De par mon petit parcours parsemé de visites chez divers psychiatres et compagnie, chambres blanc-pas-si-immaculé et autres joyeusetés du « milieu » de la science du cerveau non physique; j’ai pu rencontrer un certain nombre de personnages. Divers et variés. Et parmi ce nombre indéterminé, une certaine quantité de ce que nommerais « fanfarons ».

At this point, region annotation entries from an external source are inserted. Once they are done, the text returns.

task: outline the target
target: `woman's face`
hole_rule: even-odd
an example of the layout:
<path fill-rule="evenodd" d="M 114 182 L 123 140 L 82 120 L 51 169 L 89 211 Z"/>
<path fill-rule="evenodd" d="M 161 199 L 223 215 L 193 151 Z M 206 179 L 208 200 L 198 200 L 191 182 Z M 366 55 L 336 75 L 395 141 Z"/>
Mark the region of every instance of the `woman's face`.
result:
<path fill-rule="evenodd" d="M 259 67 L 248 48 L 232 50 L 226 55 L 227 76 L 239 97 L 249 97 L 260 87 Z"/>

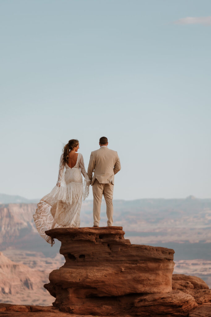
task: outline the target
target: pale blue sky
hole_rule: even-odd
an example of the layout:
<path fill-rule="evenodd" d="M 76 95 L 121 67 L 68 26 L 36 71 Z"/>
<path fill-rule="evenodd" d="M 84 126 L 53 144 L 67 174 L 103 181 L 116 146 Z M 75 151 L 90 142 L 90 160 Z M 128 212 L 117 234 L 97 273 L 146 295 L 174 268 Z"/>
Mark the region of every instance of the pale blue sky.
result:
<path fill-rule="evenodd" d="M 209 0 L 1 0 L 0 15 L 0 192 L 41 198 L 64 144 L 87 169 L 105 136 L 115 198 L 211 197 Z"/>

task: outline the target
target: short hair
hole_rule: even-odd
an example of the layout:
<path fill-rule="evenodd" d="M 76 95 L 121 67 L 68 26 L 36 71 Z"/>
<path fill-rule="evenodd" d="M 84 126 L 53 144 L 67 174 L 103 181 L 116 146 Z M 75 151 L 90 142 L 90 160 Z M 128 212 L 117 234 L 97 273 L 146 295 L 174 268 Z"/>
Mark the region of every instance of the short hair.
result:
<path fill-rule="evenodd" d="M 106 144 L 108 143 L 108 139 L 105 137 L 101 137 L 100 139 L 100 143 L 101 144 Z"/>

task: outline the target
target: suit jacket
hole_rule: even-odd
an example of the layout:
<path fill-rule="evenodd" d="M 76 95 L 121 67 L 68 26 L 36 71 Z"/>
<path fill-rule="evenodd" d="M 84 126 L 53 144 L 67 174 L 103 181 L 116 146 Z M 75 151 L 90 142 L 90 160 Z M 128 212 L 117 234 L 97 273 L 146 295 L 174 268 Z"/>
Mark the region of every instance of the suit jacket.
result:
<path fill-rule="evenodd" d="M 114 175 L 121 169 L 120 161 L 115 151 L 102 146 L 91 153 L 87 171 L 91 185 L 96 179 L 102 184 L 114 184 Z"/>

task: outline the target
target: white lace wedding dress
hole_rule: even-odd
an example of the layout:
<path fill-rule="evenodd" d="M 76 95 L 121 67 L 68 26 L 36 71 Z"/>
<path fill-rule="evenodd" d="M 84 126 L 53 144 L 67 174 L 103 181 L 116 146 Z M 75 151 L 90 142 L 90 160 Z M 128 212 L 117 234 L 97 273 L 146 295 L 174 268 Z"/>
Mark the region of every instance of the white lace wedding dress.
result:
<path fill-rule="evenodd" d="M 83 184 L 82 173 L 84 178 Z M 41 199 L 33 215 L 40 234 L 52 246 L 54 241 L 46 234 L 46 230 L 80 226 L 82 198 L 84 200 L 89 196 L 90 183 L 82 154 L 78 153 L 76 164 L 71 168 L 64 164 L 62 155 L 57 183 L 60 183 L 60 186 L 55 186 Z"/>

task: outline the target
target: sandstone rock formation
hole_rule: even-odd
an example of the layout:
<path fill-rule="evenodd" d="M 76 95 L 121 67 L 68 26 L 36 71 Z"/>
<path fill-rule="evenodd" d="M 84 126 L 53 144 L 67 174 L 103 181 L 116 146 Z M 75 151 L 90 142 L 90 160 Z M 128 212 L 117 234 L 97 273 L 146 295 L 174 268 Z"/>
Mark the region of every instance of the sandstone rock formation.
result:
<path fill-rule="evenodd" d="M 131 245 L 122 229 L 47 231 L 61 241 L 60 253 L 66 261 L 44 285 L 56 298 L 54 307 L 72 314 L 101 316 L 184 316 L 202 298 L 210 300 L 207 285 L 194 277 L 174 275 L 172 290 L 174 250 Z"/>

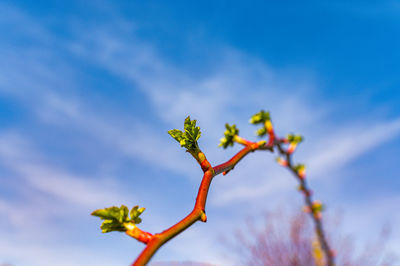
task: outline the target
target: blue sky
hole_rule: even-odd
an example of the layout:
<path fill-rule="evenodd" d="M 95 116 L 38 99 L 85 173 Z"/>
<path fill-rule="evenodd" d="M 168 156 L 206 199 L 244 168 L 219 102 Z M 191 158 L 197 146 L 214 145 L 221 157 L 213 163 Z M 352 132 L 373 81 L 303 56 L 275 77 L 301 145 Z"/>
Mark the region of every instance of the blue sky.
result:
<path fill-rule="evenodd" d="M 279 134 L 305 136 L 295 158 L 344 231 L 400 223 L 398 1 L 2 1 L 0 14 L 0 263 L 131 263 L 142 245 L 89 213 L 139 204 L 150 232 L 184 217 L 201 170 L 166 132 L 187 115 L 218 164 L 238 149 L 217 147 L 224 124 L 255 139 L 249 117 L 270 110 Z M 154 261 L 232 265 L 218 236 L 300 209 L 295 187 L 251 154 L 213 181 L 207 224 Z M 388 244 L 398 254 L 398 229 Z"/>

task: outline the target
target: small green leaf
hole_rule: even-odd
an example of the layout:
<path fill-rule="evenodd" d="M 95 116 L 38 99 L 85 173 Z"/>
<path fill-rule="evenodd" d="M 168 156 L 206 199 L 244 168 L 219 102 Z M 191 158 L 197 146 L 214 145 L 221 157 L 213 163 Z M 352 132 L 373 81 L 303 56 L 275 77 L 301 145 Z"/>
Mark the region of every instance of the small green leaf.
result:
<path fill-rule="evenodd" d="M 257 129 L 257 131 L 256 131 L 256 135 L 259 136 L 259 137 L 262 137 L 265 134 L 267 134 L 267 129 L 265 127 Z"/>
<path fill-rule="evenodd" d="M 250 118 L 250 123 L 251 124 L 260 124 L 260 123 L 265 123 L 265 121 L 270 120 L 270 114 L 269 112 L 265 112 L 264 110 L 261 110 L 257 114 L 253 115 Z"/>
<path fill-rule="evenodd" d="M 196 127 L 196 120 L 190 120 L 190 116 L 185 119 L 183 132 L 178 129 L 172 129 L 168 131 L 168 134 L 188 151 L 200 150 L 197 144 L 197 140 L 201 135 L 200 127 Z"/>
<path fill-rule="evenodd" d="M 144 210 L 144 208 L 135 206 L 129 213 L 128 207 L 121 205 L 121 207 L 112 206 L 109 208 L 95 210 L 92 212 L 92 215 L 104 220 L 100 226 L 103 233 L 112 231 L 125 232 L 125 225 L 127 223 L 139 224 L 142 221 L 142 219 L 139 218 L 139 215 L 142 214 Z"/>
<path fill-rule="evenodd" d="M 294 135 L 294 134 L 288 134 L 286 138 L 289 142 L 296 143 L 296 144 L 300 143 L 304 140 L 302 136 Z"/>
<path fill-rule="evenodd" d="M 226 149 L 228 146 L 233 146 L 234 144 L 234 138 L 236 135 L 239 134 L 239 129 L 236 128 L 236 125 L 230 126 L 228 123 L 225 124 L 225 132 L 224 132 L 224 137 L 221 138 L 220 144 L 218 145 L 219 147 L 223 147 Z"/>

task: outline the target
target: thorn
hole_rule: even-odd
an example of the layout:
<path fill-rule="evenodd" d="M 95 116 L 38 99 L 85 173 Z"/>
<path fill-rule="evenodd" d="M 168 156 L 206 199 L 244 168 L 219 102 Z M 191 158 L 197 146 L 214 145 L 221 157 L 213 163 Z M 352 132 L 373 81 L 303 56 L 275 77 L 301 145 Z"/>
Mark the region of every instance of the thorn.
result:
<path fill-rule="evenodd" d="M 206 215 L 205 211 L 201 211 L 200 219 L 204 223 L 207 222 L 207 215 Z"/>

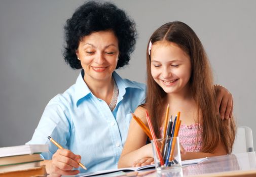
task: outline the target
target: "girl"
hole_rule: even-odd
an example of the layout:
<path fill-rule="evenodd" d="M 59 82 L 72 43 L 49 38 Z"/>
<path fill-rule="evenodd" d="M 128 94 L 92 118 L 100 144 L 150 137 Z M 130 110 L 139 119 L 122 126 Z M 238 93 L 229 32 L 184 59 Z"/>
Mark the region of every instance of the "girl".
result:
<path fill-rule="evenodd" d="M 194 31 L 178 21 L 161 26 L 150 38 L 147 66 L 146 103 L 134 114 L 147 125 L 147 109 L 161 138 L 167 105 L 170 104 L 169 115 L 180 111 L 182 124 L 178 137 L 187 152 L 181 154 L 182 160 L 230 153 L 236 131 L 234 119 L 222 121 L 217 113 L 210 65 Z M 132 119 L 119 167 L 154 163 L 147 139 Z"/>

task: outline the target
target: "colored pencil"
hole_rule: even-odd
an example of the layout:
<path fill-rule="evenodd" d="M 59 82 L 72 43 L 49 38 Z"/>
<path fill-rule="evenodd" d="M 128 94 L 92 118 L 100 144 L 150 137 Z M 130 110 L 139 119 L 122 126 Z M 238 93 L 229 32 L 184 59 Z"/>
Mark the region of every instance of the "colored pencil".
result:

Des gens qui vont te dire qu’ils sont des sociopathes schizophrènes avec 7 personnalités différentes. Sans trop m’attarder sur le fait que la multiplication des personnalités est un indice de la schizophrénie mais n’est pas une obligation de cette maladie et que donc peut être diagnostiquée à part, sans tout le reste de la palette de symptômes particulièrement large et fournie. Fluteblûte j’avais dit que je m’attardais pas. Bon, passons.

Là où je souhaitais en venir aujourd’hui, c’est sur le côté « toujours plus de personnalités ». Sans vouloir vous faire un cours sur le sujet, je n’ai de toute façon ni l’ambition ni la connaissance suffisante pour prétendre à pouvoir le faire.
Donc oui, une personnalité en guest, c’est déjà le bordel, et beaucoup de boulot. Deux ça commence à faire beaucoup, mais alors des chiffres au dessus, faut arrêter c’est pas la fête du slip, et surtout c’est pas crédible une seule seconde.
Je ne dis pas que c’est impossible, je dis que c’est invivable, et que la seule façon de le supporter, c’est avec une jolie camisole, au fond d’une pièce capitonnée.
D’autant que la plupart du temps, s’il y a plusieurs entités différentes, il y en a toujours une prédominante, et qui finira par éventuellement absorber les autres.

Pour finir, je dirais que généralement, quand on est atteint de ce genre de gros symptômes et/ou maladie, on ne s’en vante pas, on la subit, nuance.